Similar to Query By Committee MC Dropout models uncertainty by comparing several model output with each other. But, while Query By Committee requires several trainings, MC Dropout generates candidate predictions by activating the dropout layer at inference time. Doing so, we generate an approximate Bayesian inference which has proven to effectively model uncertainty in NN.
More details here
To setup your model to perform MC Dropout, set your dropout layers in training mode while running inference and call the model several times to generate different predictions.
To discover Out Of Domain data, we need to sample data that are far from the training data and that won't be caught by uncertainty sampling.
To discover these datapoints, we leverage techniques based on embeddings and model activation.
This technique measures the distance from the training dataset in the embedding space and returns the data that are the farthest away from it.
The drawback of the embedding distance is that it doesn't account for data density. A single training datapoint will cover large portions of the training set.
To compensate for that, Dioptra leverages a novelty detection algorithm trained on the training set and inferred on the unlabeled set to detect unlabeled data un areas of low training data density.
In certain cases, edge cases can be zeroed down to filtering down to a small subset of data that looks similar and looking for outliers in this space. We implement an outlier detection sampling technique based on Local Outlier Factor.

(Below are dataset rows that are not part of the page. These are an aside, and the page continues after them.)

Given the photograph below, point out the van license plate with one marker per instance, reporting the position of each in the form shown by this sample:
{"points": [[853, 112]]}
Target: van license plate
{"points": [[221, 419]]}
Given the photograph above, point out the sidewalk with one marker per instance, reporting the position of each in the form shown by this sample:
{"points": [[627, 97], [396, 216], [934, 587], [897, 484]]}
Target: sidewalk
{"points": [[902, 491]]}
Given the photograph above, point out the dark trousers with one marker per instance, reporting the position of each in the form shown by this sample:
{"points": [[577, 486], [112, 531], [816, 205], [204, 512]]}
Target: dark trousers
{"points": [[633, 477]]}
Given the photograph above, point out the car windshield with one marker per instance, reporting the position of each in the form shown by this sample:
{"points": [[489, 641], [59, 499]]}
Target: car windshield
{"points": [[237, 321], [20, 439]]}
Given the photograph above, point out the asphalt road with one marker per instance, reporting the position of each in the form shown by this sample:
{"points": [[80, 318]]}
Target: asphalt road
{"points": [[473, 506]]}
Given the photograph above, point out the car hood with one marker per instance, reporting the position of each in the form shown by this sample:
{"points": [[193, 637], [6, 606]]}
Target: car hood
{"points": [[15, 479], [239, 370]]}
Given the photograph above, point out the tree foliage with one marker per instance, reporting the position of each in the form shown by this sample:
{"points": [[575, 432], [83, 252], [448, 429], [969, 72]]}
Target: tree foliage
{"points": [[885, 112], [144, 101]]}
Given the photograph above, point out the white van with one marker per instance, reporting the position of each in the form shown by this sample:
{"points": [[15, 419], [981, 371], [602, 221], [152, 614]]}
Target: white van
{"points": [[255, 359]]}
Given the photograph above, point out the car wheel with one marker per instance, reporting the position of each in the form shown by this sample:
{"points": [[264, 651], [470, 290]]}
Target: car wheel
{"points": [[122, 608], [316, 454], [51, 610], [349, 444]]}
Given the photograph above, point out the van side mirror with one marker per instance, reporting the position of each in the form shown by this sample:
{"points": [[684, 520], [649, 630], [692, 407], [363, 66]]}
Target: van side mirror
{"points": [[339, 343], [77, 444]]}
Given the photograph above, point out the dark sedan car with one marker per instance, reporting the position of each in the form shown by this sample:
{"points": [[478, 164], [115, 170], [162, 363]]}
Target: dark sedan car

These techniques have proven effective to catch far OODs and can be biased by the quality and baseness of the embedding space. We recommend experimenting with different embedding layers, bearing in mind that the lower levers are going to remain relatively stable across tasks but will be generic, while the upper level will have greater discriminatory power but can become biased towards the task.
Another way to detect OODs is to look at the activation levels in the model while it makes a prediction. This is indicative of the amount of information the model is using to make a decision. This technique has proven to be the most effective but is less explainable and model specific.
One of the most common pattern in data curation is to find a seed (edge case, feedback from end users etc.) and look for similar data. You can do this by using our KNN miners.
One of the draw back of AL techniques is that they tend to sample similar data because they share the same properties. To compensate for that, we look can sample the output of a miner to find the most differentiable data. We use the coreset algorithm for that.
Each of the above mentioned sampling methods has drawbacks. As such, mixed sampling methods layer the sampling techniques. For example, the samples a diverse set of points based on gradients of embeddings which represents uncertainty.